22 July 2013 - 9:36am | posted by | 7 comments

Why David Cameron wants ISPs to ask, "Do you want Porn with that?"

Mark Leiser looks at the problems David Cameron's plans for blocking online porn will face ahead of the today's announcement on the proposal.

David Cameron has turned the fight against online porn into a poor example of technological governance by puritanical means. By asking the country’s largest ISPs to help him in spreading an awareness campaign for parents and demanding a filtering system where the starting point is “default-on”, he is effectively asking the public not to participate in an activity that millions of the British public do every day.

The debate about online porn has been shot to the forefront of public debate after searches of April Jones’s murderers computer showed pictures of children being abused and several searches for torture images were found. The news prompted the Daily Mail and others to demand for solutions from ISPs to tackle violent sexual imagery that is available in cyberspace.

Some of the mainstream press have been campaigning for a new system of Internet porn delivery – one where the default settings for being able to view these types of images are on. Default-on is a system whereby internet service providers block access to pornographic images as standard, unless the customer opts out of the filters. As a result of the default-on setting, offensive and harmful material would be blocked by companies like BT, Virgin, and Sky unless the customer phones up and asks, presumably rather awkwardly, to have the filters turned off. The problem is that the material might be 'offensive and harmful’ to Mr Cameron, might also be completely legal.

Creative Review: 

The technological measures Downing Street are asking for involve filters to be installed at ISPs, blocking images from being displayed on your browser. Technologists will tell you that no filtering system is perfect, and any Internet savvy system will find a way around the filters installed. They reveal what law academics T.J. Mcintyre and Colin Scott describe as a ‘deeper problem’ with filtering: they are ‘a very efficient mechanism for implementing rules, but not so good when it comes to standards’.

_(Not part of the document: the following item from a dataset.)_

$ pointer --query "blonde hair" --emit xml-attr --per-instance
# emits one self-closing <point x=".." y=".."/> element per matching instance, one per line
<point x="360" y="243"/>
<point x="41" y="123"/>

Internet providers like BT and Virgin Media actively cooperates in the Internet Watch Foundation’s program. BT stated, “‘[t]hrough our involvement with the Internet Watch Foundation, BT receives a daily list of child abuse sites which are then blocked, preventing customers from accidentally accessing them.”

In the UK, the IWF has been asking for wider remit to search for and remove web addresses where illegal and violent images are found. Using a system called Cleanfeed, it looks at individual web addresses rather than domain names. If the address is shown to be one to be worth of being blocked, then access to the webpage is blocked by the ISP. This filtering system blocks addresses and locations on the Internet, but it is a meaningless system when it comes to file-sharing systems and peer-to-peer networks – which are routinely used for sharing legal and illegal pornography.

If the default-on setting remains, then on one level David Cameron is taking the UK in the same direction as the United Arab Emirates who also have a “default-on setting”. Theirs just can’t be turned off. One of the results of that policy in the UAE is a burgeoning black market for porn on DVD and pen drives. Porn finds a way. Filtering is a stupid solution to a problem only part of society thinks is a problem. As I stated in a previous post, there is no proof that there is a connection between offensive porn and real-world criminality.

Some would argue, that April Jones’s murderer would have still killed her even if there had been an "opt-in" filtering system in place. What will happen the next time a young girl gets murdered and it turns out that he had phoned his broadband ISP and asked for the porn filters to be removed? What will the government come up with then? A permanent Default On setting like the UAE?